The Exercise Pill. Researchers in America may have discovered a way to make a pill that could replace exercise and help people to lose weight without the need to break a sweat.
For anyone who has such a hectic lifestyle they are unable to find the time to exercise, a pill like that could seem like a godsend.
An exercise pill could be equally attractive to people who spend most of their day sitting behind a desk or the steering wheel of a truck or bus.
Then there are the people who are dangerously overweight but cannot exercise because they are too old or have heath problems that may make exercising dangerous. However, nice as it may sound, the exercise replacement pill may not be available anytime soon.
The only studies so far have been conducted on mice. There is no way of knowing if humans will respond in the same way, or what the side effects are likely to be.
The researchers at the Salk Institute for Biological Studies in La Jolla, California, wanted to find out what physical endurance meant on the molecular level, see if it was feasible to replace training with a drug and develop an exercise pill. Previous studies, involving a drug called GW501516, had already proved effective for improving stamina and encouraging the body to burn fat faster, so the researchers decided to further explore its potential.
Tests involving obese mice, running on treadmills showed the drug successfully increased endurance by 70 percent.
The researchers also discovered the drug altered the activity of nearly 1000 genes. The ones that are necessary for breaking down and burning fat became more active, but others, including some that convert sugar into energy, showed inhibited activity.
According to a report published in the May edition of Cell Metabolism, mice that were not given the drug were only capable of running for 160 minutes. The ones that received it managed to sustain the activity for 270 minutes and were more insulin responsive and resistant to weight gain.
Closer inspection of the data revealed this was due to the fact that one of the genes altered by the drug stopped burning sugar as a primary source of energy and began burning fat instead.
Subsequent analysis of the mice’s muscle tissue revealed the ones that had been given the drug did not have additional mitochondria (energy provider). The researchers saw this as proof that the drug can provide the same benefits as exercise.
“It means you can improve endurance to the equivalent level as someone in training, without all of the physical effort,” first author Weiwei Fan said in a press release.
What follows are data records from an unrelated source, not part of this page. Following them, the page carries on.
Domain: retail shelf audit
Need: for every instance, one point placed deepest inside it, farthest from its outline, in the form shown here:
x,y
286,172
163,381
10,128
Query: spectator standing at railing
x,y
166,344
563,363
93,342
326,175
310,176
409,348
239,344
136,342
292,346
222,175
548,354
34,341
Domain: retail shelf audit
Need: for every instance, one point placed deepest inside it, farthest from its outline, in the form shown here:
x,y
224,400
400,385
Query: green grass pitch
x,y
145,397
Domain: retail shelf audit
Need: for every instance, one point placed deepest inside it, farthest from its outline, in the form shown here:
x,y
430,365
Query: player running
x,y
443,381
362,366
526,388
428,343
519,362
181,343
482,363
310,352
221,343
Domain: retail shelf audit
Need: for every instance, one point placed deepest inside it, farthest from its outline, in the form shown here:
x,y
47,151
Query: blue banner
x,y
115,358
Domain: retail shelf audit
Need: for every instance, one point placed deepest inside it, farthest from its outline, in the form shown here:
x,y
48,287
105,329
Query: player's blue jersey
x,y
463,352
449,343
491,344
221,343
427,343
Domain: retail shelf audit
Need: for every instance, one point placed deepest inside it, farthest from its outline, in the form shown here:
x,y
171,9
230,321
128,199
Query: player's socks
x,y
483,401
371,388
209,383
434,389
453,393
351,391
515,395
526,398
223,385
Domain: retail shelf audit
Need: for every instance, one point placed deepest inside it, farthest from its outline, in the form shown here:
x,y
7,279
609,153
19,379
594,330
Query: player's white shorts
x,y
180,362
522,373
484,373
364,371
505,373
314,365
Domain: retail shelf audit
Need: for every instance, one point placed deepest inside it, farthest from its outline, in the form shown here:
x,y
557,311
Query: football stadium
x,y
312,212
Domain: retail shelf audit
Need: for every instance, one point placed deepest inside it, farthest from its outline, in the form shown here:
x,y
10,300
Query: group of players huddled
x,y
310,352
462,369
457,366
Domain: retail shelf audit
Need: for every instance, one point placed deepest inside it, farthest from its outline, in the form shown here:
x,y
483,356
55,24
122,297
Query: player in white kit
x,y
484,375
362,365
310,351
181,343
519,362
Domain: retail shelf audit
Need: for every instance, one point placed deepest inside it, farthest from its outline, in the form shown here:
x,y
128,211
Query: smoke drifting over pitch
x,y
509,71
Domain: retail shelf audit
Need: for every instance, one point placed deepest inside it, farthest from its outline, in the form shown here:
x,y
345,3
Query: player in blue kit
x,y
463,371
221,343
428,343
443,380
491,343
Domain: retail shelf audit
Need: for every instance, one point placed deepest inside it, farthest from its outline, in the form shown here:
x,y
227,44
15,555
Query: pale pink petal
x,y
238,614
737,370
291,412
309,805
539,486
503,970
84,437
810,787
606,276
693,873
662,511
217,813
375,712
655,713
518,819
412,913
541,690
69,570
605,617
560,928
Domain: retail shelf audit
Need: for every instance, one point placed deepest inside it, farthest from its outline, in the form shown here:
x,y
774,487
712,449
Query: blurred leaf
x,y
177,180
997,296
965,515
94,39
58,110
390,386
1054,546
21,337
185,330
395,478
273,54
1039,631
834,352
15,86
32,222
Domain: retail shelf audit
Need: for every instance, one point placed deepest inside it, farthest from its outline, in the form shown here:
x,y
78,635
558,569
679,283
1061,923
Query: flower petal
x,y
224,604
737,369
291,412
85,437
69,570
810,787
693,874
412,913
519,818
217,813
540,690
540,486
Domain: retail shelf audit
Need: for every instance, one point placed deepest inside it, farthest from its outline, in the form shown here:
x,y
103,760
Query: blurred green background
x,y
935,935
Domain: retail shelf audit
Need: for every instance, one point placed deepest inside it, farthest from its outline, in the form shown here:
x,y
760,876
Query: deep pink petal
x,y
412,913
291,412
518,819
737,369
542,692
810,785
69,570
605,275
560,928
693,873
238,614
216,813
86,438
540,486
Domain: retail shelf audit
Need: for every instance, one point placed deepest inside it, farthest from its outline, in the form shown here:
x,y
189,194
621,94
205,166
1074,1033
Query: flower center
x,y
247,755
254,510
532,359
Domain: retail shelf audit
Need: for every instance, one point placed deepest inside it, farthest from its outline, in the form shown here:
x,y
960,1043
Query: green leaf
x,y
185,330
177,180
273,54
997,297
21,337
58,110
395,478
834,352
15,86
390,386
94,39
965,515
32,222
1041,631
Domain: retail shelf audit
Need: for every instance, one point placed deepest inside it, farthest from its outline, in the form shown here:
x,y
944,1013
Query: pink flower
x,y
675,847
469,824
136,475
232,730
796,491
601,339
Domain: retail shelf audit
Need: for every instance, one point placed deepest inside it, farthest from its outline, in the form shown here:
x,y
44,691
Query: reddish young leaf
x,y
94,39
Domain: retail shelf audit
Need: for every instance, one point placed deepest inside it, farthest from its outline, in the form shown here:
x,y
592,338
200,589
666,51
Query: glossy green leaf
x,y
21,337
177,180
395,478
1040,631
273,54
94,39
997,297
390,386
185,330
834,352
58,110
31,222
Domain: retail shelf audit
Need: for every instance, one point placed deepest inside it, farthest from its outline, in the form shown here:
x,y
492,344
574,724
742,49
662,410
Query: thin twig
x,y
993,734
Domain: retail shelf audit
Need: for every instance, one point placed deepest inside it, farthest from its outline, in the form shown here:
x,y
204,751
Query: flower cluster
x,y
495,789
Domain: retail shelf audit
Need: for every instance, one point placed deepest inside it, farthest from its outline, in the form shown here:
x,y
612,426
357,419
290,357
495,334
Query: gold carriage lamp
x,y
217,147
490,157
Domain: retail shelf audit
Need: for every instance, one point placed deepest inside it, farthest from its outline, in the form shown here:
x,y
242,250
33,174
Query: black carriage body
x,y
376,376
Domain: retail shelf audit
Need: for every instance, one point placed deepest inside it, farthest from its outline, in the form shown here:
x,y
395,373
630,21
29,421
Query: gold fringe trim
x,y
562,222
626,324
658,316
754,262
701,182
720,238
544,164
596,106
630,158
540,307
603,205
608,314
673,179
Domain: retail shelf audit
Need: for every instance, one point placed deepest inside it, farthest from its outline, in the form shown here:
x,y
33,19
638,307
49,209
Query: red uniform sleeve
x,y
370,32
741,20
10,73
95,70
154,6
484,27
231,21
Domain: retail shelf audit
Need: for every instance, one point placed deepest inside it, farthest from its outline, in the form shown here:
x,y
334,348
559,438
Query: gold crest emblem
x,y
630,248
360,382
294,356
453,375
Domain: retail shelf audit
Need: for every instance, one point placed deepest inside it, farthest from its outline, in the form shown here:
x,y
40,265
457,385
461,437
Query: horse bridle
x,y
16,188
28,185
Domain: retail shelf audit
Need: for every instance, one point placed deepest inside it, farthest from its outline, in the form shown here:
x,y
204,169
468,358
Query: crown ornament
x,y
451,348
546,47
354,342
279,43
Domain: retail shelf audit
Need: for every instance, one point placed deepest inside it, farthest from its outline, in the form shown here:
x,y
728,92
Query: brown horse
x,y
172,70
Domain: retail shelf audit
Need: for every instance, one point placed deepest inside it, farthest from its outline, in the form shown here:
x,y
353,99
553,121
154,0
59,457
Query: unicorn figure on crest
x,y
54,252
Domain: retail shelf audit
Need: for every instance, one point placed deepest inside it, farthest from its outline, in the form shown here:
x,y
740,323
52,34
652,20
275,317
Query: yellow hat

The researchers are now trying to find a pharmaceutical company with the resources necessary to develop clinical trials and test the drug on humans. If the tests are successful, and an exercise pill is created, it could be a useful ally in the war against obesity and may also have value as a treatment for type 2 diabetes.
However, some experts are worried the drug could be used for less reputable reasons. Ali Tavassoli, professor of chemical biology at Southampton University, said an exercise pill could potentially be abused by athletes and horse trainers.
Pharmacologist Louise MacKenzie (University of Hertfordshire) has also raised some concerns.
She has studied the drug in the past and says high doses can cause nasty side effects. “It goes from being remarkably healthy to being the complete opposite, there’s no in-between,” MacKenzie said but admitted it was a good starting point for scientists looking for better ways to help people to improve their health. “I can definitely see a future where the problems are solved,” she said. “You just need to have enough clever scientists working on them.”